RavenEye
Nova

2016, Frontiers Records
Hard Rock

Recensione di Eleonora Muzzi - Pubblicata in data: 24/10/16

I RavenEye dovrebbero usare come marketing una frase del tipo: "La band che riesce a tenere i piedi in due staffe e che stranamente ci riesce." 
Elaboriamo un po' il concetto.


I RavenEye nascono dalla mente del chitarrista britannico Oli Brown, già noto come artista solista in ambito blues. In questa avventura d'ensamble si fa accompagnare dal bassista Aaron Spir e il batterista Adam Breeze. I tre prendono l'ambiente originario blues di Brown, aggiungono un tocco di garage rock che spesso e volentieri sconfina del post-grunge americano. E qui viene il bello, e perchè sosteniamo che tengano i piedi in due staffe: Oli Brown si è preso anche il ruolo di cantante, non solo di eclettico chitarrista, e la sua voce pare, a tratti, quella di Chris Cornell. In pratica, ascoltare i RavenEye è come sentire una fusione assurda dei primi Soundgarden che si mescolano con gli Shinedown, senza però le orchestrazioni.
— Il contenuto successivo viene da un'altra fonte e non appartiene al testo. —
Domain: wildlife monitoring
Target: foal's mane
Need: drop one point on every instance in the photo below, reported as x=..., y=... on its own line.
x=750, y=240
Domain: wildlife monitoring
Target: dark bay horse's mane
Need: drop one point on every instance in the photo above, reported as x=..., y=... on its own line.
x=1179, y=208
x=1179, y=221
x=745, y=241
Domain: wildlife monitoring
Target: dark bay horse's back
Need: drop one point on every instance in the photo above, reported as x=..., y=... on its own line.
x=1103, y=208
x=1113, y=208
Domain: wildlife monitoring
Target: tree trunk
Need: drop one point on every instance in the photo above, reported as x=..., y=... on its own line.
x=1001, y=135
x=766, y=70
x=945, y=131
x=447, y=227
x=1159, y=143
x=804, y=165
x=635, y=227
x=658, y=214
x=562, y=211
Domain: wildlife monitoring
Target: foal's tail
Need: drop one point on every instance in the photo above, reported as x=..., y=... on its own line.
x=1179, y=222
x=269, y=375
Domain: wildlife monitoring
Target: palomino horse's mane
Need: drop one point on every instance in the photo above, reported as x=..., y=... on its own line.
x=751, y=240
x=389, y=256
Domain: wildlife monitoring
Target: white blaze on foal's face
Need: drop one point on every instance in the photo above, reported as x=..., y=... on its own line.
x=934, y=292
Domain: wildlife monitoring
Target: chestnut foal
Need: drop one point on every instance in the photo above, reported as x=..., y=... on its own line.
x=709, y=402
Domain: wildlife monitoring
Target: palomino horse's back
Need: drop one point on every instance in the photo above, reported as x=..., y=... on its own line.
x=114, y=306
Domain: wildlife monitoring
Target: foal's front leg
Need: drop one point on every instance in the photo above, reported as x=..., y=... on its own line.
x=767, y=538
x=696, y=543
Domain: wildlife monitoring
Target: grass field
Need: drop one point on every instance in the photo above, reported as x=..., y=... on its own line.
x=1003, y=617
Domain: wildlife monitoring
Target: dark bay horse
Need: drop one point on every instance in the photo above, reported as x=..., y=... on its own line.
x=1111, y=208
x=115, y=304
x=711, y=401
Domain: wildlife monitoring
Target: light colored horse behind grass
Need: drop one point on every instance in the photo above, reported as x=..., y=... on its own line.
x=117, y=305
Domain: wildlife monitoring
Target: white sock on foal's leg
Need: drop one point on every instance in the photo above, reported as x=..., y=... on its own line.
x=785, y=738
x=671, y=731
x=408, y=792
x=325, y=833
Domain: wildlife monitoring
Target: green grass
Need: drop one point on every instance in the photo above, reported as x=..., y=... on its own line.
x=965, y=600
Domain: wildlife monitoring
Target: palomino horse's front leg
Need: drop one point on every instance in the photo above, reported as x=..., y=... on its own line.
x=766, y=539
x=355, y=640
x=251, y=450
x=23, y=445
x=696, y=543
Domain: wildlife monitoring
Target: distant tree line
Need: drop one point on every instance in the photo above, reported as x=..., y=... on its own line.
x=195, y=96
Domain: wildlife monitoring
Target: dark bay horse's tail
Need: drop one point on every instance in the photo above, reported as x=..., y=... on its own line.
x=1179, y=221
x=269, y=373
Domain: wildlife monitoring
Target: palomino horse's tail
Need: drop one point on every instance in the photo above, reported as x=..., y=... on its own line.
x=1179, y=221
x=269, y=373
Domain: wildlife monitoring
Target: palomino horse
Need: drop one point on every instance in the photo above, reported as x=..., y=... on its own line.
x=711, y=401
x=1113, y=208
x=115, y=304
Come paragone è forse un tantino eccessivo, ma è il meglio che siamo riusciti a trovare.


Ora, abbiamo scomodato dei nomi un po' grossi per descrivere una band che, dopotutto, è ancora agli esordi, questo è il loro primo album in fondo. Reggono il confronto?
Eh, lo reggono, e pure bene!
"Nova" è un album che pur non portando assolutamente nulla di nuovo, è scritto, arrangiato, suonato e prodotto in maniera assolutamente egregia. Ha i suoi momenti melodici, quelli più tirati, un certo spiccato virtuosismo per certi passaggi non proprio semplicissimi che però mantengono l'attenzione bella alta nell'ascoltatore, in pratica è un album che pare scritto da musicisti che lavorano insieme da almeno dieci anni, non solo due.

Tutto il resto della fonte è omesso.